The growing size of genome-wide polymorphism data in animal and plant breeding has raised concerns regarding computational load and time, particularly when predicting genotypic values for target traits using genomic prediction. Although several deep learning and conventional methods, including dimensionality reduction techniques, such as principal component analysis (PCA) and autoencoders, have been proposed to address these challenges by selecting subsets of polymorphisms or compressing high-dimensional data for predictive analysis. However, these methods are often computationally intensive and time-consuming.

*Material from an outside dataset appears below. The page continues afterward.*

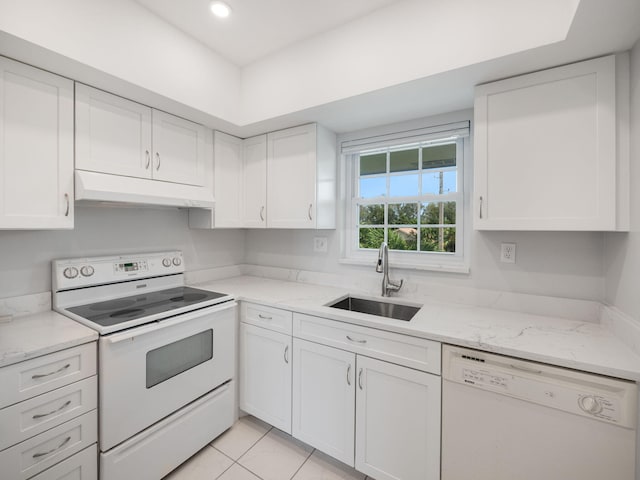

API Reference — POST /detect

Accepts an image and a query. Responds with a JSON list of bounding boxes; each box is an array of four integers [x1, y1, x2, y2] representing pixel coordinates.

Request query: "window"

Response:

A major challenge in applying high-dimensional genomic data directly to deep-learning models is the substantial computational cost and time required for hyperparameter tuning and model training. To address these limitations, we propose a novel deep learning approach that combines convolutional neural networks (CNNs) to predict the genotypic data of target traits with autoencoders to compress high-dimensional genome-wide polymorphism data. We tested this framework on high-dimensional rice datasets, focusing on agronomic trait prediction. By combining CNNs with autoencoders, our framework outperformed other machine-learning methods and recently proposed compression methods, demonstrating its potential to efficiently address the computational challenges associated with high-dimensional genomic data.